— К маме имеет отношение убийство, — живо ответила она, принимая пальто и вешая его на крюк, где оно продолжало ронять капли, вместо того чтобы отнести в кухню, где оно могло бы высохнуть. — Нам нужно вернуть медальон. К тому же Эмили хотела навестить маму, а я пошла с ней! — Будь свет газовой лампы в коридоре ярче, Томас, возможно, заметил бы, как зарумянились щеки жены от этой полуправды. Она быстро повернулась и поспешила в кухню, к теплой плите. — Мама пошла к нему выразить соболезнование. В общем, это неважно. — Она снова повернулась и посмотрела на него. — Я знаю по меньшей мере одну причину, по которой Мину Спенсер-Браун могли убить… Может, даже две. — Она замолчала в волнительном ожидании ответа.

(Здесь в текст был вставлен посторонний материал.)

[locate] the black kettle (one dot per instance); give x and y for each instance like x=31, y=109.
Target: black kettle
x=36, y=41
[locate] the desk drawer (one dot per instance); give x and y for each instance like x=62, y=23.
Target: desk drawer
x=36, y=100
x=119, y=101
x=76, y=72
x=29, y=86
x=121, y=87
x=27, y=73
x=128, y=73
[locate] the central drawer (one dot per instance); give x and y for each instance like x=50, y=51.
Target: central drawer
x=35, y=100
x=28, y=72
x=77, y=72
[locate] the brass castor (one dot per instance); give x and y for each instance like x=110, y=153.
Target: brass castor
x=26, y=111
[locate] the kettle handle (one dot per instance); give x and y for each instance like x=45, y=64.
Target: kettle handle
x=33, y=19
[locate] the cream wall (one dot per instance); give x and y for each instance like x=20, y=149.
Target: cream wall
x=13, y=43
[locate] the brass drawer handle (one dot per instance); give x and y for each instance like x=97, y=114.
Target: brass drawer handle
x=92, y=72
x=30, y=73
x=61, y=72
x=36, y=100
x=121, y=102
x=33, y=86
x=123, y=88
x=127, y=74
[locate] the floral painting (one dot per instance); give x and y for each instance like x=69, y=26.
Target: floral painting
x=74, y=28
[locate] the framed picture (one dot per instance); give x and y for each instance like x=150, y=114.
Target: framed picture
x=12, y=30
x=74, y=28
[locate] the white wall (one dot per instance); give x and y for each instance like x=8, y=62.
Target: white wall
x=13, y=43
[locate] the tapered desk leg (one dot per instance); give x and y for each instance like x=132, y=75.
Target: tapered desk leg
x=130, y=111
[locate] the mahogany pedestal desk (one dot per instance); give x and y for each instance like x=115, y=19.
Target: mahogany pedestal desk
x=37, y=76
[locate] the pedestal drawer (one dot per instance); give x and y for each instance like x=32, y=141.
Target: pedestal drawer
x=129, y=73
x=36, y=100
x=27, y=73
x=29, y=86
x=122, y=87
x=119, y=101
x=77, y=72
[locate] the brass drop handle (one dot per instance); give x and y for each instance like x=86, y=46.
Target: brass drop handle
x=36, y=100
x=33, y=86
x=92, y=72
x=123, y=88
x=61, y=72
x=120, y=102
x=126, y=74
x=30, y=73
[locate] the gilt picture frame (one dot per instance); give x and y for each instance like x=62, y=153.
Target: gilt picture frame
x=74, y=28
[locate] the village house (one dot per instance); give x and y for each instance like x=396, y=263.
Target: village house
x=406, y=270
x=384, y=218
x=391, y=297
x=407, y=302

— Могу придумать целую дюжину причин, — хмуро сказал Питт. — Но только доказательств никаких. Возможностей хватает, но этого недостаточно. Суперинтендант Этелстан хочет закрыть дело. Самоубийство предоставляет всем возможность благопристойно остаться наедине со своим горем.
— Речь не о возможностях, — нетерпеливо выпалила Шарлотта. — Речь о настоящих причинах. Помнишь, я говорила, что маме кажется, будто за ней постоянно наблюдают?
— Не помню, — честно признался Питт.
— Но я же рассказывала! Мама чувствовала, что за ней кто-то наблюдает. И то же самое сказала сегодня Амброзина Чаррингтон. Так вот, я думаю, это Мина! Она за всеми подглядывала. Как Любопытный Том. Олстон так и сказал. Он, конечно, выразился иначе и не понимая толком, что это значит. Ну же, Томас, неужели не понятно? Если она шпионила за кем-то, у кого был какой-то секрет, настоящая тайна, то могла узнать нечто такое, за что убивают. А еще я узнала от Олстона два способа, как это можно было сделать!
Питт сел и начал стягивать промокшие насквозь ботинки.
— Что?
— Не веришь? — Шарлотта ожидала, что муж воспримет новости с большим энтузиазмом, а он, оказывается, и слушал-то ее только для виду.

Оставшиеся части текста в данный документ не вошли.